Lately I have seen quite a few misconceptions regarding how string concatenation is handled in the Java world so I would like to write this short blog entry with a couple of stupid examples in order to show the basics of how it is done.

Note: I am focusing here in the bytecode generated by the Java compiler, regardless any optimization the runtime could apply.

Concatenating constant strings

Imagine we are writing a new class where we have defined three final string fields and we want to add a new method which just returns the sum of the three:

public class StringConcatenation {

        public final String A = "A", B= "B", C= "C";

        public String concatFinalStrings() {
                return A + B + C;
        }
}

Taking a look to the bytecode generated by the Java compiler we can see the following (I have included only the relevant parts of the command java -v for the sake of clarity):

Constant pool:
   ...
   #9 = String             #49            //  ABC
   ...

  public java.lang.String concatFinalStrings();
    descriptor: ()Ljava/lang/String;
    flags: ACC_PUBLIC
    Code:
      stack=1, locals=1, args_size=1
         0: ldc           #9                  // String ABC
         2: areturn
      LineNumberTable
}

The previous snippet shows how the Java compiler will generate for us a new constant (position 9 of the constants pool) containing the concatentation of the three strings, and the implementation of the method is just an ldc instruction. As far as I remember, the JLS specifies that compile time constants should end up in an internted string

For the reader: remove the final modifier at the fields declaration and analyze the generated bytecode. Do you see any difference?

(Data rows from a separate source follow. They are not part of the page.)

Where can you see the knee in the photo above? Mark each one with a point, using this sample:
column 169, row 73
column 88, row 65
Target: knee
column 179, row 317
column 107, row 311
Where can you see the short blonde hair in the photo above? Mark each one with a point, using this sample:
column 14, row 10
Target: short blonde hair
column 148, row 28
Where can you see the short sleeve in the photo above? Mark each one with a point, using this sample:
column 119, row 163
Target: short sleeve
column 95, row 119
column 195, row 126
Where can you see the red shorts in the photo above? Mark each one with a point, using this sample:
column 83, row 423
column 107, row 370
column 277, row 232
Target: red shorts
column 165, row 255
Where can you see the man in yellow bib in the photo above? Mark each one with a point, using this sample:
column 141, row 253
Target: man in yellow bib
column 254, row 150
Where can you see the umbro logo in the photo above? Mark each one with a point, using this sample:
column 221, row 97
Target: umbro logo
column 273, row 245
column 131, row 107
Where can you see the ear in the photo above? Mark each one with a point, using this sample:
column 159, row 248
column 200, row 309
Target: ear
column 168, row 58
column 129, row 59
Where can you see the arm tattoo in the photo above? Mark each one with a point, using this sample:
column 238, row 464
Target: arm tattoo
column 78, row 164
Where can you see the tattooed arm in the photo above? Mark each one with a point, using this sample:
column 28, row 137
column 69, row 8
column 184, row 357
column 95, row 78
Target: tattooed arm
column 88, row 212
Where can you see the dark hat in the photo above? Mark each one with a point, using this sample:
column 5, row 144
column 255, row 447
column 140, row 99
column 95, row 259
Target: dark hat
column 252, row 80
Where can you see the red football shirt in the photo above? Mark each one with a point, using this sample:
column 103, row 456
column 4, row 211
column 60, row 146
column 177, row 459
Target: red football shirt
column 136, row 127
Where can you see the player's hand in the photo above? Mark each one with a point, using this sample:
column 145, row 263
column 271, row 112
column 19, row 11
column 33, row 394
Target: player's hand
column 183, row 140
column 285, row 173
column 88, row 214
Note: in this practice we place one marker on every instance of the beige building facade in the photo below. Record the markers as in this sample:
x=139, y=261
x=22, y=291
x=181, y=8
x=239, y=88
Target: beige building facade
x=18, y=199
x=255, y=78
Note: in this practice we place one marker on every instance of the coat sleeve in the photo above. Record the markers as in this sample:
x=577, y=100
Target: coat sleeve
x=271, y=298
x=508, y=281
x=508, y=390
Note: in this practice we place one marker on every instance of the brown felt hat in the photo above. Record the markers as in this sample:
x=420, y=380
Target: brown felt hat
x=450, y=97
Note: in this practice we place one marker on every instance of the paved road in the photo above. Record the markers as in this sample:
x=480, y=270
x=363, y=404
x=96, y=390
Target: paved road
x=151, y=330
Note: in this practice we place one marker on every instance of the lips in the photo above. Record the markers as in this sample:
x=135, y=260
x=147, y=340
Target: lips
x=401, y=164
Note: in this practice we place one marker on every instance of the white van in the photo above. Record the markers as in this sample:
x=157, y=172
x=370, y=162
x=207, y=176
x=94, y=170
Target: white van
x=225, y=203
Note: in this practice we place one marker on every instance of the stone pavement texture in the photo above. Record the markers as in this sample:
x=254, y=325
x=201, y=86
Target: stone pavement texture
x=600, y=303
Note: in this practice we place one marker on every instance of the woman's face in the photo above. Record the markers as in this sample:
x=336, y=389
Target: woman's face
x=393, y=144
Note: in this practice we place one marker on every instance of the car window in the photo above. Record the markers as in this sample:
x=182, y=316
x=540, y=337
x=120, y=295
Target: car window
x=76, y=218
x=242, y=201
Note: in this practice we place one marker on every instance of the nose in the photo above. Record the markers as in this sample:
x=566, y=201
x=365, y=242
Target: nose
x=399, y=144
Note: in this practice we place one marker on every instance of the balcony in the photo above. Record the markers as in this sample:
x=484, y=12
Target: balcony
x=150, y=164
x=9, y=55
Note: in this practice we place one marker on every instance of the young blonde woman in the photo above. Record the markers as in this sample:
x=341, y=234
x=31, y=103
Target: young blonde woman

Concatenating non constant strings

The example shown at the previous section could be very unrealistic for many of you so let’s see if we can get something more interesting in place. Now we are planning to add a new method which just invokes three other methods and links together the results , like this:

public class StringConcatenation {

        public String concatVariableStrings() {
                return getA() + getB() + getC();
        }

        public String getA() { return "A"; }
        public String getB() { return "B"; }
        public String getC() { return "C"; }
}

Taking a closer look at the generated bytecode (again just included the most important sections):

  public java.lang.String concatVariableStrings();
    descriptor: ()Ljava/lang/String;
    flags: ACC_PUBLIC
    Code:
      stack=2, locals=1, args_size=1
         0: new           #8                  // class java/lang/StringBuilder
         3: dup
         4: invokespecial #9                  // Method java/lang/StringBuilder."<init>":()V
         7: aload_0
         8: invokevirtual #12                 // Method getA:()Ljava/lang/String;
        11: invokevirtual #10                 // Method java/lang/StringBuilder.append:(Ljava/lang/String;)Ljava/lang/StringBuilder;
        14: aload_0
        15: invokevirtual #13                 // Method getB:()Ljava/lang/String;
        18: invokevirtual #10                 // Method java/lang/StringBuilder.append:(Ljava/lang/String;)Ljava/lang/StringBuilder;
        21: aload_0
        22: invokevirtual #14                 // Method getC:()Ljava/lang/String;
        25: invokevirtual #10                 // Method java/lang/StringBuilder.append:(Ljava/lang/String;)Ljava/lang/StringBuilder;
        28: invokevirtual #11                 // Method java/lang/StringBuilder.toString:()Ljava/lang/String;
        31: areturn
      LineNumberTable:
        line 12: 0

we can see the Java compiler is creating a StringBuilder under the hood, so no temporary String objects are allocated in order to compose the final string which needs to be returned from the method. If you need to improve the performance, you should write the builder by your own, setting the initial size in the constructor.

Maybe this is not new for you (as it should be), but, lately, I have received quite a few questions regarding this behaviour.

Environment: I have used javac and javap 1.8.0_05 in OSx to compile the examples.

For the curious

If you “port” the previous examples to Scala and take a look to the generated bytecode (of the second example), you will see that the Scala compiler will use the same approach shown before; generating a StringBuilder (scala.collection.mutable.StringBuilder) under the covers.